Он припоминает, что могло повлиять на него сегодня. Когда он только что вошёл в гостиную и увидел несколько молодых людей, у него мелькнула неожиданная мысль: «все женихи!» Он улыбнулся тогда, он улыбается и теперь. И Фадеев в числе женихов, и он сам тоже — жених. В этом сознании, что каждый из этих «женихов» при известном стечении обстоятельств может сделаться «мужем» Лины, ему показалось, — тогда неясно, сейчас яснее, — что-то оскорбительное. Для самого чувства любви оскорбительное. Подумают-погадают и потом решат на всю жизнь будем муж и жена. И Лина так решит, именно так, не иначе. А как можно сказать на всю жизнь, когда не знаешь друг друга!.. Узнаешь только потом, после полного сближения.
Но почему же не думал он об этом, когда делал предложение Наташе? Лучше, что ли, знал её? Отчасти, да. Но разве в этом было дело?.. Нет, он знал — или чувствовал — что Наташа не пойдёт ни за одного из этих «обывателей». Не пошла ведь она и за него. Потому что он для неё только «обыватель». Хотя она может ошибаться в нем, она не знает, не понимает его, — все равно: кажущийся «обывателем». Наташа скорее пойдёт изведать любовь, не связав себя никакими узами, чем с зажмуренными глазами пойдёт искать семейного счастья на всю жизнь в обывательщине. Разве она уже не ушла неведомо куда от этой обывательщины! Напиши ему сейчас Наташа согласие принять его предложение, он, не задумываясь, бросит все, и экзамены, и оседлость, и помчится за ней в Париж. Глупо это, но это так. И будет это совсем как подобает неустойчивой «широкой» русской натуре.
«Только не напишет она мне этого!.. О, если б была хоть какая-нибудь уверенность, что у Лины есть способность к этим все ниспровергающим порывам, если б как-нибудь почувствовать, что она действительно сестра Наташи!»
Соковнин был у Гурьевых и в понедельник, заехал и во вторник проститься, а в среду уже опять уехал в Петербург. Он не хотел ничего решать теперь, не хотел и мучить себя бесплодными сомнениями. Но он был сердечен, когда, прощаясь, говорил Лине:
— Я там скучал в Петербурге о нашей деревенской жизни, о вас, а приехал сюда, — и здесь вы заслонены от меня другими, заслонены всей этой праздничной суетой. Жду не дождусь наших летних прогулок.
— Это уж будет без меня, — заметила Лина.
— Почему? — спросил он с неподдельным удивлением.

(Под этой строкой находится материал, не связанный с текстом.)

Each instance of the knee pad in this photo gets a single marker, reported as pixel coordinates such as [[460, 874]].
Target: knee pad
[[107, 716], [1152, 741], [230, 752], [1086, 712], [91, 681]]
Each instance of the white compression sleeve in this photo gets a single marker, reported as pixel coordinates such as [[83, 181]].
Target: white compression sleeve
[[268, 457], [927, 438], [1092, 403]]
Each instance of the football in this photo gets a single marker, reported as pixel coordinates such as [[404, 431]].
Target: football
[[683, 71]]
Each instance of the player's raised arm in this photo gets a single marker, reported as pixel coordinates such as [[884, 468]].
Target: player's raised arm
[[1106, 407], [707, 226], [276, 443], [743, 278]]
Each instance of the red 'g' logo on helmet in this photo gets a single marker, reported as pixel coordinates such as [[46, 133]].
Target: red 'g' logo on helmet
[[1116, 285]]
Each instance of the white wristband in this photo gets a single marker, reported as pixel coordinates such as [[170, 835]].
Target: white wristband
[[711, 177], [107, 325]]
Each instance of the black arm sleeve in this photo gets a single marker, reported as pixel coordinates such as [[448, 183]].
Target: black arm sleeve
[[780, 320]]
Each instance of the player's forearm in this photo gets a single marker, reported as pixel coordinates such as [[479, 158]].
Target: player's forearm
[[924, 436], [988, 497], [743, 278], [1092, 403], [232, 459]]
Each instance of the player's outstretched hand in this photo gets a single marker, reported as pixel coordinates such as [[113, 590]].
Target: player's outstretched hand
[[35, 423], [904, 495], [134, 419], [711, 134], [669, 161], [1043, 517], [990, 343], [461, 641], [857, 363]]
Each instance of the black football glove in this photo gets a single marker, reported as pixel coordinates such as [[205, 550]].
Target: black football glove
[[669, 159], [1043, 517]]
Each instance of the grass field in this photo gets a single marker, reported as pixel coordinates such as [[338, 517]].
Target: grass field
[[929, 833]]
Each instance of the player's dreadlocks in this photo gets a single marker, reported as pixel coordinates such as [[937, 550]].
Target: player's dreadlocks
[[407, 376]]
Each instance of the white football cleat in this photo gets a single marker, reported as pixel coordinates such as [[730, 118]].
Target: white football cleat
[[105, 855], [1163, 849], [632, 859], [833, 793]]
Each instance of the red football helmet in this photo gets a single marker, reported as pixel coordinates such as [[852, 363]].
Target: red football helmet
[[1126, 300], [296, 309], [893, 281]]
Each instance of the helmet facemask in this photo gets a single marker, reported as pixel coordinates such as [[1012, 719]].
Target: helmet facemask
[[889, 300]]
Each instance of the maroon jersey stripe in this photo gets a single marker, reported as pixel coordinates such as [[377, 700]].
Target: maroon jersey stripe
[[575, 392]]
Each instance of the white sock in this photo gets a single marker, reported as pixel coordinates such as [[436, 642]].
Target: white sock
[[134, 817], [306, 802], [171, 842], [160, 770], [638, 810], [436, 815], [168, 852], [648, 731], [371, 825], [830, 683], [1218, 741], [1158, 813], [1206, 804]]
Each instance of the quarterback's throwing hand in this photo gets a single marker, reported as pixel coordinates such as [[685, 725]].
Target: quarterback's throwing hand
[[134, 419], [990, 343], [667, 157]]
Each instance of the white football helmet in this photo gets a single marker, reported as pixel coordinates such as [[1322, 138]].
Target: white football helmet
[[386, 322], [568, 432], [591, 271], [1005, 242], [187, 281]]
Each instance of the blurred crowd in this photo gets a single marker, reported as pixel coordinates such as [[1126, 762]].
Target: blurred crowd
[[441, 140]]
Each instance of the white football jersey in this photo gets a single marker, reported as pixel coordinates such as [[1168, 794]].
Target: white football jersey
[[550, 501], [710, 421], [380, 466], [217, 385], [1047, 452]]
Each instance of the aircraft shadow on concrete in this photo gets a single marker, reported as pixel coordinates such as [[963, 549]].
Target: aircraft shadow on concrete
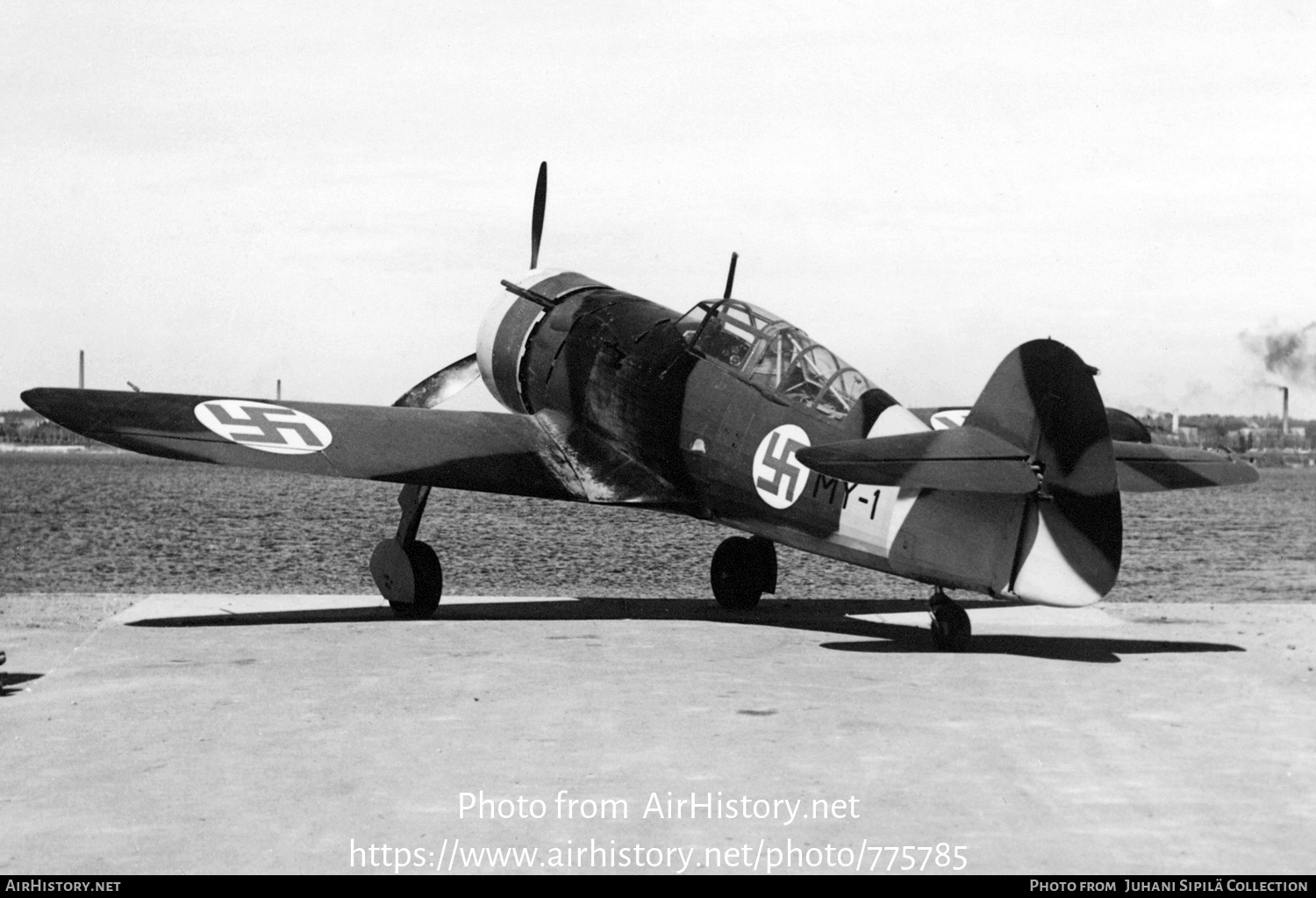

— Да я же вам говорила, что уеду кататься. Вы уже и забыли, — хороши, нечего сказать.
Он, с лукавой улыбкой торжествующего, сказал:
— Авось далеко от меня не уедете.
— Уеду.
— Ну, тогда я поеду с вами.
Лина посмотрела на него с лёгким оттенком неудовольствия:
— Давно ли это вы банальные любезности научились говорить?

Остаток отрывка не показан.